If your clinician happens to repeat the treatment again on the same calendar date of service, report additional units of 94640 each time your clinician repeats the therapy. So, for instance, if your clinician administers the inhalation treatment four times on one calendar date of service, report four units of the code. Some payers might want you to append modifier 76 (Repeat procedure by same physician or other qualified health care professional) to the additional units of the code that you are reporting to inform that your clinician is repeating the service.

Such a requirement would be consistent with the parenthetical instruction following code 94640 in CPT®; that instruction states, “For more than 1 inhalation treatment performed on the same date, append modifier 76.”

Don’t forget: Your reporting of the inhalation treatment is not complete if you forget reporting the supply of the medication itself.

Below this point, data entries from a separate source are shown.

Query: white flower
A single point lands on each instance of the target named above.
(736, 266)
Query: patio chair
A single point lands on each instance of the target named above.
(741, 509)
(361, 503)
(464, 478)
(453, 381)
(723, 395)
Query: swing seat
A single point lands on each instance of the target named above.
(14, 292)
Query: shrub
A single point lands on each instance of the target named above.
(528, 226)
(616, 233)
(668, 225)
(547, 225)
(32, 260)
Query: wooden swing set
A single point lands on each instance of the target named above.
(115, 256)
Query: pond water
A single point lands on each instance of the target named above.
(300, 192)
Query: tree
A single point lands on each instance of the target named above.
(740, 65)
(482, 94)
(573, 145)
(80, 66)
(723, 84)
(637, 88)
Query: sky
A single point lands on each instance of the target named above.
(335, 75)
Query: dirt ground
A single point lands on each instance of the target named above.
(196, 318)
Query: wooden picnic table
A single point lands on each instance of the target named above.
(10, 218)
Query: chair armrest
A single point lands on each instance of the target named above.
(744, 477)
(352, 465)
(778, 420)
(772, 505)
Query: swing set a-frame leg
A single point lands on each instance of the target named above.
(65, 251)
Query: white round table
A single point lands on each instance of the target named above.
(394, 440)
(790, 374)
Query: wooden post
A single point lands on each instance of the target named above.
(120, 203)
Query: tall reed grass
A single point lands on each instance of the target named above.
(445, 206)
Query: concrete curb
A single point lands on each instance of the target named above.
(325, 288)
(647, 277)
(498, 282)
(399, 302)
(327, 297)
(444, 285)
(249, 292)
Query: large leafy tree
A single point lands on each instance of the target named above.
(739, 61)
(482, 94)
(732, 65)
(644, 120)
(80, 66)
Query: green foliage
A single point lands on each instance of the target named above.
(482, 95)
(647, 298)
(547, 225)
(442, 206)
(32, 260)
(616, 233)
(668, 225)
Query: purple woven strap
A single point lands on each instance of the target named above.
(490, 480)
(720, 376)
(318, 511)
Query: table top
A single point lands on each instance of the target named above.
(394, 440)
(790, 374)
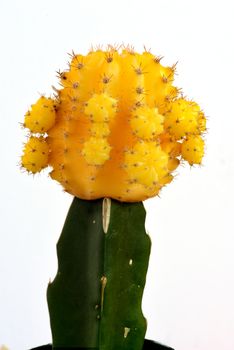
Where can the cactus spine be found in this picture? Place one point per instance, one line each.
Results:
(95, 299)
(117, 128)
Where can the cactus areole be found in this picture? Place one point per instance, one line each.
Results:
(112, 135)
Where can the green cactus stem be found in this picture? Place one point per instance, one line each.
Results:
(95, 299)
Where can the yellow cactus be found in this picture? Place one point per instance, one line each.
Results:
(117, 128)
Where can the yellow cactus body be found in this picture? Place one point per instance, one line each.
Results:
(42, 115)
(36, 154)
(120, 127)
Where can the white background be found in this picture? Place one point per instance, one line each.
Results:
(189, 296)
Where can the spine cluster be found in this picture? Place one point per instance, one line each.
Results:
(117, 127)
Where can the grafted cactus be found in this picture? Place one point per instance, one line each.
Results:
(113, 134)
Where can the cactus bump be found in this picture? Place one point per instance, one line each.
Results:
(113, 135)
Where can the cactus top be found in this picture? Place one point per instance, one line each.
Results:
(116, 128)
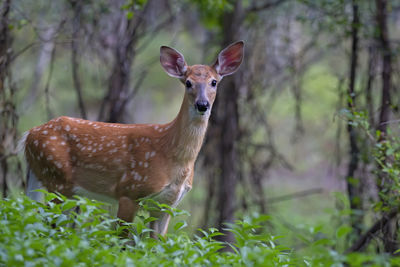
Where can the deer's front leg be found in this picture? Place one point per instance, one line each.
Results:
(127, 209)
(160, 226)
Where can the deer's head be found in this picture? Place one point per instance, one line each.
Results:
(201, 81)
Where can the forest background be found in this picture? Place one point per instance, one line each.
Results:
(306, 131)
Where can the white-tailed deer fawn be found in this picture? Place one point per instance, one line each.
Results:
(126, 162)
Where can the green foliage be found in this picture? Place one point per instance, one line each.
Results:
(53, 234)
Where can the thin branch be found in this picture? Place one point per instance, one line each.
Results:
(295, 195)
(46, 89)
(266, 5)
(364, 240)
(74, 57)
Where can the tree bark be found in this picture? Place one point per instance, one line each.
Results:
(228, 119)
(114, 103)
(77, 7)
(7, 107)
(354, 183)
(390, 228)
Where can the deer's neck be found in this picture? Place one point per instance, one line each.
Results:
(184, 137)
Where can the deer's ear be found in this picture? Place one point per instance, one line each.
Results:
(229, 59)
(173, 62)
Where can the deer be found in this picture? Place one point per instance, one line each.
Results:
(123, 163)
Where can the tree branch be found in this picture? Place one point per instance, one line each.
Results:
(364, 240)
(266, 5)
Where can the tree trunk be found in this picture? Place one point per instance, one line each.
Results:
(114, 103)
(228, 132)
(7, 107)
(354, 183)
(390, 229)
(77, 7)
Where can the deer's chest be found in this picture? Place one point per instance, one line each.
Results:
(174, 191)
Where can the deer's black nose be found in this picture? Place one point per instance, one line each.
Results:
(202, 105)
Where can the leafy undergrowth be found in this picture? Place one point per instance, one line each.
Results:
(35, 234)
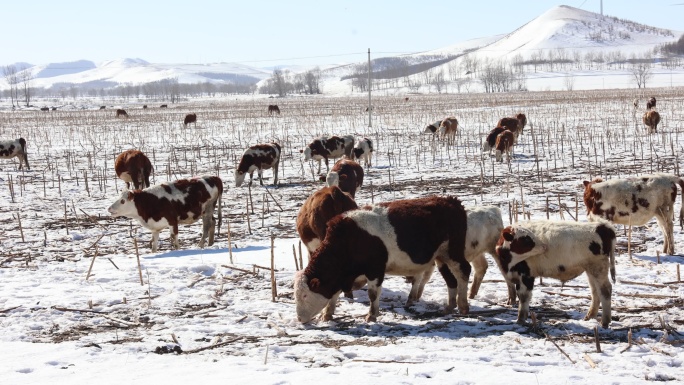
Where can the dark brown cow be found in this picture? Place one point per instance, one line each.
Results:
(346, 174)
(504, 144)
(403, 237)
(258, 158)
(170, 204)
(324, 148)
(15, 148)
(273, 109)
(515, 125)
(562, 250)
(651, 120)
(635, 201)
(132, 166)
(190, 118)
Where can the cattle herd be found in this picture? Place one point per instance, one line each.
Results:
(351, 246)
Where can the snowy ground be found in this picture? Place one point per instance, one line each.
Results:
(197, 314)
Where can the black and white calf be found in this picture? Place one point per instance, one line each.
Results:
(403, 237)
(15, 148)
(562, 250)
(170, 204)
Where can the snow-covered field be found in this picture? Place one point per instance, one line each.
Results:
(191, 313)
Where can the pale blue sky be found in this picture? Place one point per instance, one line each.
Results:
(267, 33)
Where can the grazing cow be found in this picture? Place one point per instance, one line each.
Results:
(328, 148)
(504, 144)
(403, 237)
(170, 204)
(132, 166)
(635, 201)
(273, 109)
(447, 129)
(432, 128)
(258, 157)
(317, 210)
(490, 140)
(11, 148)
(363, 150)
(562, 250)
(190, 118)
(515, 125)
(651, 120)
(347, 174)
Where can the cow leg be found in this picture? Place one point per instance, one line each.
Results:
(524, 289)
(480, 266)
(374, 289)
(330, 307)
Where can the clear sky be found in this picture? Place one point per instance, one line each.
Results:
(266, 33)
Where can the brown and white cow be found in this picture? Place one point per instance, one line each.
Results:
(562, 250)
(190, 118)
(403, 237)
(504, 144)
(170, 204)
(651, 120)
(635, 201)
(258, 158)
(514, 125)
(15, 148)
(490, 140)
(363, 150)
(324, 148)
(447, 129)
(346, 174)
(132, 166)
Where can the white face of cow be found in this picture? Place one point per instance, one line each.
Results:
(123, 206)
(239, 178)
(307, 153)
(307, 302)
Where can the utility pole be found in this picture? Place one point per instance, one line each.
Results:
(370, 106)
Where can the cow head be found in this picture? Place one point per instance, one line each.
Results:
(308, 302)
(124, 206)
(516, 244)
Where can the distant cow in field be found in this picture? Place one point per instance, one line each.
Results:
(347, 174)
(562, 250)
(635, 201)
(324, 148)
(447, 129)
(171, 204)
(514, 125)
(190, 118)
(15, 148)
(403, 237)
(363, 150)
(504, 144)
(258, 158)
(132, 166)
(273, 109)
(651, 120)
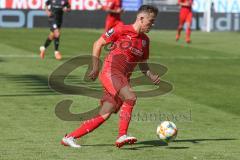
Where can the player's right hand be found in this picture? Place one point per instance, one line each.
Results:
(93, 74)
(49, 13)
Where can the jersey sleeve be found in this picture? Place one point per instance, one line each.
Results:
(146, 49)
(112, 35)
(118, 4)
(67, 4)
(47, 3)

So, if your clinician is administering albuterol solution, you report an appropriate code such as J7613 (Albuterol, inhalation solution, FDA-approved final product, non-compounded, administered through DME, unit dose, 1 mg) for the first administration. If more than one unit of the medication is used, as in the instance of subsequent treatments, you will have to report appropriate additional units of the code. So, if your clinician used four units of the medication, you will have to report J7613x4.